When each of us was a small child, we knew how to delight in the presence of God and one another in the present moment. But we lost this paradise of delight in God’s presence, getting caught in our own traps of what should have been and what we might yet be. Today’s feast of the Baptism of Our Lord is a reminder in words and in deed, a revelation of the face of God from behind His veil, of the greatest joy we were created for; to delight in God, our neighbors and ourselves, as God does delight in us.
And when Jesus had been baptized, just as he came up from the water, suddenly the heavens were opened to him and he saw the Spirit of God descending like a dove and alighting on him. And a voice from heaven said, ‘This is my Son, the Beloved, in whom I delight.’ Mt 3:16-17
The story of Jesus’ birth and baptism is the story of our birth and baptism. We are born once into this world and then born again when it comes to us who and what we were born for. As for Jesus, it should not matter much what happened to us in the past, or the life we aspire to make in the future. Jesus did not dwell on his past. We know nothing of how he was raised and what he achieved before begin baptized at age thirty. Jesus wasn’t ambitious for the future, and was keenly aware that his would be short.

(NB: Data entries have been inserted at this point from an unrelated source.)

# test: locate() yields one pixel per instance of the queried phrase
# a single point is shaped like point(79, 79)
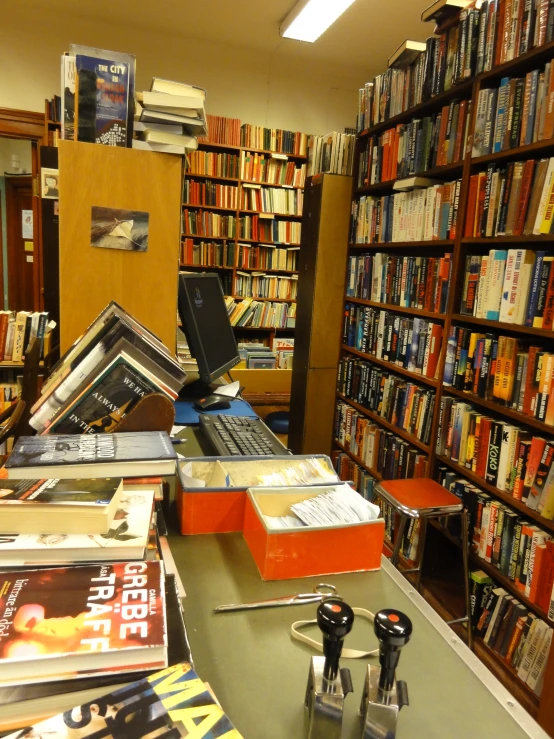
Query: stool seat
point(419, 498)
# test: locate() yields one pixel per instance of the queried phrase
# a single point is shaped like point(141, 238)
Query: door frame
point(30, 125)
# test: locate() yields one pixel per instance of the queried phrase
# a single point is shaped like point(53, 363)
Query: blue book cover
point(534, 294)
point(103, 99)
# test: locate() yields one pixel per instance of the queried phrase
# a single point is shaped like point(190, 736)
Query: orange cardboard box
point(306, 552)
point(218, 506)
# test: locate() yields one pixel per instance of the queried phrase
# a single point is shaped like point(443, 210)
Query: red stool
point(423, 499)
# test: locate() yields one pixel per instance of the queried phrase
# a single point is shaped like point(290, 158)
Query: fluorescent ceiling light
point(310, 18)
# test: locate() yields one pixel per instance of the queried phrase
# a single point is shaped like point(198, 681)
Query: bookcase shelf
point(500, 326)
point(443, 171)
point(397, 308)
point(390, 366)
point(499, 494)
point(500, 410)
point(386, 424)
point(385, 246)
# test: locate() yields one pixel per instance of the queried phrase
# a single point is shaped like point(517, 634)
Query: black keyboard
point(238, 435)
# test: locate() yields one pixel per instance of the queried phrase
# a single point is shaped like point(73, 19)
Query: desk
point(259, 674)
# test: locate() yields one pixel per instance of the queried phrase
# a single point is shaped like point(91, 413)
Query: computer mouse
point(212, 403)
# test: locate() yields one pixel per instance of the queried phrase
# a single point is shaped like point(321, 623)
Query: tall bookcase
point(440, 585)
point(233, 262)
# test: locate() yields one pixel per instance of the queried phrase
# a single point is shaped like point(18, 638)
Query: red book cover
point(471, 206)
point(525, 194)
point(76, 621)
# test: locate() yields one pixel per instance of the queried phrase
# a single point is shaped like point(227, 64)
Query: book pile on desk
point(169, 117)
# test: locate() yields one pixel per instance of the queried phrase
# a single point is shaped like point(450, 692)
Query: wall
point(259, 88)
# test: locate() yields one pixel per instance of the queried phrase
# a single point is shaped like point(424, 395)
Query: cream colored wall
point(258, 88)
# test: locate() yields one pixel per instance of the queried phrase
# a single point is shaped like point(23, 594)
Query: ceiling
point(362, 38)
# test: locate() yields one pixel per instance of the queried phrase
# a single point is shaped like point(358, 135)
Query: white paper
point(230, 391)
point(27, 224)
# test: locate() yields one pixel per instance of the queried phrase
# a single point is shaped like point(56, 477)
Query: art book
point(133, 454)
point(102, 102)
point(59, 506)
point(125, 539)
point(170, 704)
point(81, 621)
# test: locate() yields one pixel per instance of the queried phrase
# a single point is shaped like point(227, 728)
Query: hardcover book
point(81, 621)
point(68, 456)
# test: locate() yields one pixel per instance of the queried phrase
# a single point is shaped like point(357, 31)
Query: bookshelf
point(238, 176)
point(440, 584)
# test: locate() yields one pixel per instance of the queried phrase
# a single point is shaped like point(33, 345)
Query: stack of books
point(103, 375)
point(169, 117)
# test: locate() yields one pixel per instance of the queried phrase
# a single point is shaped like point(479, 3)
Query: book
point(174, 700)
point(69, 456)
point(59, 506)
point(126, 538)
point(78, 621)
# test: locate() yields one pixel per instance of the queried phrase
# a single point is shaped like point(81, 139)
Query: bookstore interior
point(259, 353)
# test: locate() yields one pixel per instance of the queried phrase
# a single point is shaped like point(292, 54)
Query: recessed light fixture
point(310, 18)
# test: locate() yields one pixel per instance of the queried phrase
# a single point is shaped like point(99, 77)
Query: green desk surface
point(259, 673)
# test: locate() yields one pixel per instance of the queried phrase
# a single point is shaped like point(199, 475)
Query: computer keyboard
point(240, 436)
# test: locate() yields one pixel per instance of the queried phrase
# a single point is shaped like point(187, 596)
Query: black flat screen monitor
point(206, 325)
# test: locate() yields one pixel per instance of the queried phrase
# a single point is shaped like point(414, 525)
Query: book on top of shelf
point(125, 539)
point(69, 456)
point(76, 622)
point(55, 506)
point(175, 699)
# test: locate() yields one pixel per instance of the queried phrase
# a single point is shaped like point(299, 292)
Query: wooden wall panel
point(144, 283)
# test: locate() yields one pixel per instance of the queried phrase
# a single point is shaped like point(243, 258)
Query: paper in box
point(284, 554)
point(211, 493)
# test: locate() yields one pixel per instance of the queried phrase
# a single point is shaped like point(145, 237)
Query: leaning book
point(171, 703)
point(59, 506)
point(126, 538)
point(134, 454)
point(57, 623)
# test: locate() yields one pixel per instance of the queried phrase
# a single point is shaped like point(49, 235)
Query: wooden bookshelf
point(265, 331)
point(442, 590)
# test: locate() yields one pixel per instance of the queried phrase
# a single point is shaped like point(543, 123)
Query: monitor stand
point(197, 389)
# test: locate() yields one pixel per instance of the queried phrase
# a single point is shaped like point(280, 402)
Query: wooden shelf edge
point(390, 366)
point(387, 424)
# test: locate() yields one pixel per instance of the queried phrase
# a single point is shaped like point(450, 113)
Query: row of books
point(331, 154)
point(511, 200)
point(398, 401)
point(350, 471)
point(208, 253)
point(214, 164)
point(410, 282)
point(222, 130)
point(273, 139)
point(411, 343)
point(256, 167)
point(260, 285)
point(500, 369)
point(205, 223)
point(18, 330)
point(514, 286)
point(260, 314)
point(501, 537)
point(272, 200)
point(89, 393)
point(210, 193)
point(426, 214)
point(270, 230)
point(515, 114)
point(376, 448)
point(512, 632)
point(267, 257)
point(505, 455)
point(415, 147)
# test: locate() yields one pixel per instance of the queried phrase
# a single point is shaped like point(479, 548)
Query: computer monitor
point(206, 325)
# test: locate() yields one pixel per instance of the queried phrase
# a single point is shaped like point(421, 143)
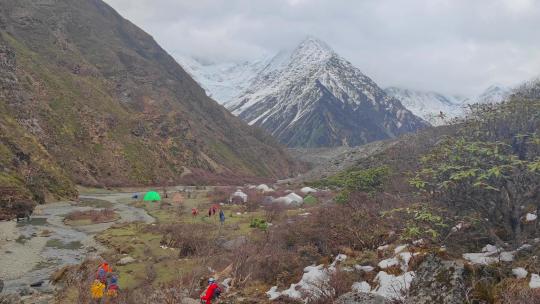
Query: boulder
point(11, 298)
point(126, 260)
point(361, 298)
point(437, 281)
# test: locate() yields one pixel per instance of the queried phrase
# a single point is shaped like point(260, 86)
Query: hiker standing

Immediately after his baptism, he renounced the temptations of an accomplished life in the eyes of the world. Free from his ego’s need to look backward or forward, Jesus lived as a child in the sacred now, trusting that his Father was present, even in his darkest moments, and delighting over and again in seeing Him revealed in his life and the lives of all those he touched.
And today our Heavenly Father peeks out from behind his veil and reveals himself to us. ‘This is my beloved son or daughter in whom I delight.’ The moment we take to heart this calling, this boundless love of our Heavenly Father, this is always a moment of revelation, of Theophany, of baptism and rebirth. Let us not be as tiny infants who doubt the existence of what they can’t see. Let us not be as jaded adults who are stuck in the past or anxious about the future. Let us instead learn to live our lives in the sacred now, like a child. Let us learn to live like the Son of man, who accepted each moment, bitter or sweet-as a gift from God…and whether hidden from view or clearly revealed, delighted endlessly in the gaze of his Heavenly Father, now and always, amen.